A current example is the on-going prosecution of an alleged bank robber named Christian Paetsch in federal court in Colorado, as related in an article in The New York Times, dated November 20, 2012.
It is the government’s allegation that on June 2, 2012, Mr. Paetsch (a former music teacher, much less) walked into a Wells Fargo bank in Aurora, Colorado, produced a firearm and ordered everyone to lie on the floor. He is then said to have absconded with $26,000. No one was hurt.
Yet, unbeknownst to Mr. Paetsch, someone at Wells Fargo possessed both the nerve and the foresight to secret a GPS device in the bag containing the money. So, as Mr. Paetsch fled, he was also simultaneously and unwittingly emitting a satellite trail that virtually guaranteed his eventual apprehension.
But the local police had their own problem: they had only a sketchy description of what Mr. Paetsch and his car looked like and did not have the technology to pinpoint exactly what car held the money and the GPS. They apparently had a general geographic read, but no more than that.
Apparently, the Colorado FBI possessed an equipment inventory that included a hand-held device that would have enabled them to quickly determine exactly which car contained the GPS device. But the FBI was not in Aurora that day and it would be an hour or so before they arrived at the crime scene.

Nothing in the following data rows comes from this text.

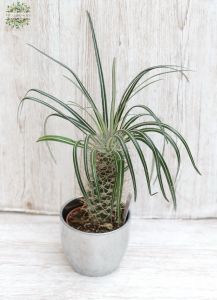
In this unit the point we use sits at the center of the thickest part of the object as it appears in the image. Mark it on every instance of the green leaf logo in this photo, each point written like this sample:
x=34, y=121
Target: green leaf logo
x=17, y=15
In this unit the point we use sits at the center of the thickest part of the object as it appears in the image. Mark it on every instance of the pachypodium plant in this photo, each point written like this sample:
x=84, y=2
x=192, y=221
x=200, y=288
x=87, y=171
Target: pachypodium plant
x=105, y=145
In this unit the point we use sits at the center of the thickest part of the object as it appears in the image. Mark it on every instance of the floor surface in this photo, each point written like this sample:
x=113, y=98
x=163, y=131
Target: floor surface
x=165, y=260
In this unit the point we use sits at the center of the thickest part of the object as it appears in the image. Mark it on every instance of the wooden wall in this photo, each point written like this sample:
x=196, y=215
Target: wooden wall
x=139, y=33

So the local police had a tough choice: blockade the critical highway checkpoint and search everyone or run the risk that the bank robber and money might elude them—at least, for the time being. They chose option No. 1 and this choice is now the subject of suppression litigation by Mr. Paetsch’s federal public defender.

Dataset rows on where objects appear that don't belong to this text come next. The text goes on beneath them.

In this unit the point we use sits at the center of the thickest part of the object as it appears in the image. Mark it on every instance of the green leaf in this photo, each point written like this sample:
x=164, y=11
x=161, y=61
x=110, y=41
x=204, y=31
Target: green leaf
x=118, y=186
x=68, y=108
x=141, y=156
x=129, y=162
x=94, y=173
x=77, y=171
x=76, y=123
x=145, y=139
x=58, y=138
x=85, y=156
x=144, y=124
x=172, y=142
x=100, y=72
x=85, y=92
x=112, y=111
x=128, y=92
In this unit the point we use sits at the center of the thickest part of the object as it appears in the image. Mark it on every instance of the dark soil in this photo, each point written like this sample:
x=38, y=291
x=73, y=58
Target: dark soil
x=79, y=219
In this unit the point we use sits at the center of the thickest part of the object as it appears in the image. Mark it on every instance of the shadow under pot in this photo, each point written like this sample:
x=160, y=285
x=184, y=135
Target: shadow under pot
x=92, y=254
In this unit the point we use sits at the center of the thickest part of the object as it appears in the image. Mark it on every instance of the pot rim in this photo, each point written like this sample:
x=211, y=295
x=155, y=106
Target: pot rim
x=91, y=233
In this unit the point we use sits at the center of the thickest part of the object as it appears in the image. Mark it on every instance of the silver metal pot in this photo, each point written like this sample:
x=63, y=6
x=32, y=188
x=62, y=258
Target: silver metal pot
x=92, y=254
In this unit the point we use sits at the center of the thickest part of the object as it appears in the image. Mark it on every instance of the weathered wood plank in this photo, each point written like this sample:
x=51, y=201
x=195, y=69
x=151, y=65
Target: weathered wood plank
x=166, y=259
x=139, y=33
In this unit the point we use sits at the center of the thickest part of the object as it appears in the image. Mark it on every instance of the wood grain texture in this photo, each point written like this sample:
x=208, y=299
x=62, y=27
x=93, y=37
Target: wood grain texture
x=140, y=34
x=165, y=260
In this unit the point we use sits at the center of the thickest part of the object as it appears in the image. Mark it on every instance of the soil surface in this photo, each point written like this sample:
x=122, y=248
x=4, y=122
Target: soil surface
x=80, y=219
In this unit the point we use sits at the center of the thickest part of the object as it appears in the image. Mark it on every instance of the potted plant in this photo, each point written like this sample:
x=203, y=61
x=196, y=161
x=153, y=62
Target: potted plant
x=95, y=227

One is always a bit squeamish to second-guess decisions made by law enforcement officers attempting to apprehend an armed and dangerous felon. However, even with this salutary goal in mind, it seems that the Aurora police may have acted harshly. Blocking the critical intersection that led to the bank for two hours, the police trained their weapons on every car that approached. Every driver was ordered out of their car and instructed to keep their hands raised; several were handcuffed. Among the innocent citizens detained were a four-year-old girl and a mother, who was handcuffed in front of her son.
Eventually, the police reached the car containing Mr. Paetsch, and recovered the money and two loaded firearms. Now facing trial for this episode, Mr. Paetsch made a motion to exclude the evidence seized from the car on the ground that the roadblock was an unconstitutional violation of the Fourth Amendment.
The federal district court has ruled that the evidence is admissible and that the detention of the other motorists was justifiable. While the trial judge, William J. Martinez, admitted the evidence, he also made it clear that he found some aspects the police’s tactics troubling. Mr. Paetsch plans an appeal.
These types of cases will only multiply as time goes on. Existing technology now permits the police in some instances to track and even apprehend criminals in “real time”, often minutes after the offending conduct occurs. What the future holds for this technology can only be guessed at, but it is only natural that it will increase in its capability and dissemination. It remains to be seen how truly reliable this technology is and how wide a net the authorities can cast while in electronic hot pursuit before they bump up against the Constitution.